What is present management doing right now — that was not done before?
Present management combines a scientific approach to baseball with a modicum of instinctive sense. The Sox no longer are governed by whim and fancy, but by pragmatism. They’re entirely colorblind. I know the almightly martini no longer fuels the front office decisions and personnel. And they’re not afraid to spend money – wisely.

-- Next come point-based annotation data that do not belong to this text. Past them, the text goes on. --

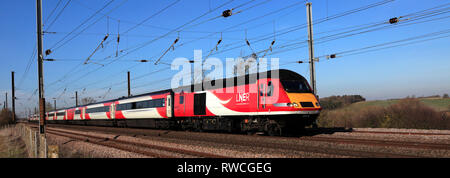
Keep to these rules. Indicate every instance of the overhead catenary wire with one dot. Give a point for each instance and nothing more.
(419, 38)
(149, 42)
(57, 16)
(55, 46)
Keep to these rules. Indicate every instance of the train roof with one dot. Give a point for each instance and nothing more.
(283, 74)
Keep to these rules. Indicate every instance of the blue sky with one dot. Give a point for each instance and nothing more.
(419, 69)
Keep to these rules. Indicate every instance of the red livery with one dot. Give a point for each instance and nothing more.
(274, 102)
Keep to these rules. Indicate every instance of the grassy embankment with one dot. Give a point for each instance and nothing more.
(414, 113)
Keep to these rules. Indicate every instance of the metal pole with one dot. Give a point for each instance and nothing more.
(311, 48)
(129, 89)
(13, 97)
(40, 67)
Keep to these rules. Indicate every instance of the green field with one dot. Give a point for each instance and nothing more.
(439, 104)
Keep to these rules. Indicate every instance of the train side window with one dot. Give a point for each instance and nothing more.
(261, 89)
(269, 88)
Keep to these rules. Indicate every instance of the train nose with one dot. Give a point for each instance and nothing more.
(303, 100)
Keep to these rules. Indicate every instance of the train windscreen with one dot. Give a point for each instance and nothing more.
(296, 86)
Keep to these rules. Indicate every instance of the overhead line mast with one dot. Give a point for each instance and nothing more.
(40, 68)
(311, 49)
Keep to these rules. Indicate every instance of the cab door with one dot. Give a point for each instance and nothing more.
(169, 106)
(262, 88)
(112, 110)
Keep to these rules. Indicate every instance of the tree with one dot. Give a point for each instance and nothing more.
(49, 107)
(87, 100)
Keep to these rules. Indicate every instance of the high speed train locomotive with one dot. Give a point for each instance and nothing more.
(259, 102)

Gutlon is critical of the Yawkey regime, of the complicit press and of the yes-men employed for decades by the franchise. Chapter 19 – “A Failure to Communicate” is devoted to the failure of the media over the years, and according to Gutlon, his publisher actually cut quite a bit out of that chapter. He also claims that “Dan Shaughnessy ignored repeated requests for interviews for this book.”
The book went into a second printing the week it was released, and a third is in production right now. A few minor factual errors have been corrected, and the book has gotten good reviews in other outlets, such as The Boston Globe.
The book is an easy, enjoyable read, and a helpful refresher on the often-turbulent history of the Boston Red Sox.